7. Human seatbelts made from a big brother — I got trapped for a while under the heavy feet of a passed out big brother today, almost made me late to the grocery store for my jam provisions.
While I adamantly loathe the era of the celebrity chef and next Food Network stars, I actually turn to Martha Stewart occasionally. I learned this behavior from a boss of mine when I was working as a special-events intern at the Museum of Contemporary Art Cleveland. Whenever I was stuck on decisions for little things such as napkin holders, she told me that she often went to the MS website to get an idea and then mold it to the MOCA aesthetic.
Together with my roommate in Milan, we threw many dinner parties so I turned to the site for some fresh ideas towards the end of our time in Italy. The recipe I found and followed without elaboration was a simple summer treat that fit perfectly with our Italian life: strawberries, balsamic vinegar, fresh ground black pepper.

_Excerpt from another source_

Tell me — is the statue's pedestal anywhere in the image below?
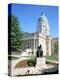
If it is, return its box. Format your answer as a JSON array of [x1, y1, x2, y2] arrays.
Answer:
[[36, 57, 47, 68]]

as many strawberries as you want to eat, cut into quarters and piled high on a plate
drizzle balsamic vinegar over top without drowning the fruit
fresh ground pepper over top
*I like to serve it in the middle of the table with forks for everyone to eat off the communal plate*
This plate also lead me to drizzling balsamic on fresh orange slices for a party. Within minutes the plate was empty.
Now then, beer. What goes best with the tangy zip of balsamic, the sweetness of strawberries and the spice of pepper? My thought is a nice porter, perhaps a stout: Smuttynose Robust Porter or Jolly Pumpkin Madrugada Obscura. You get the bitterness of roasted coffee notes with a mellow mouthfeel to play off the bite of the vinegar and fruit, everybody wins!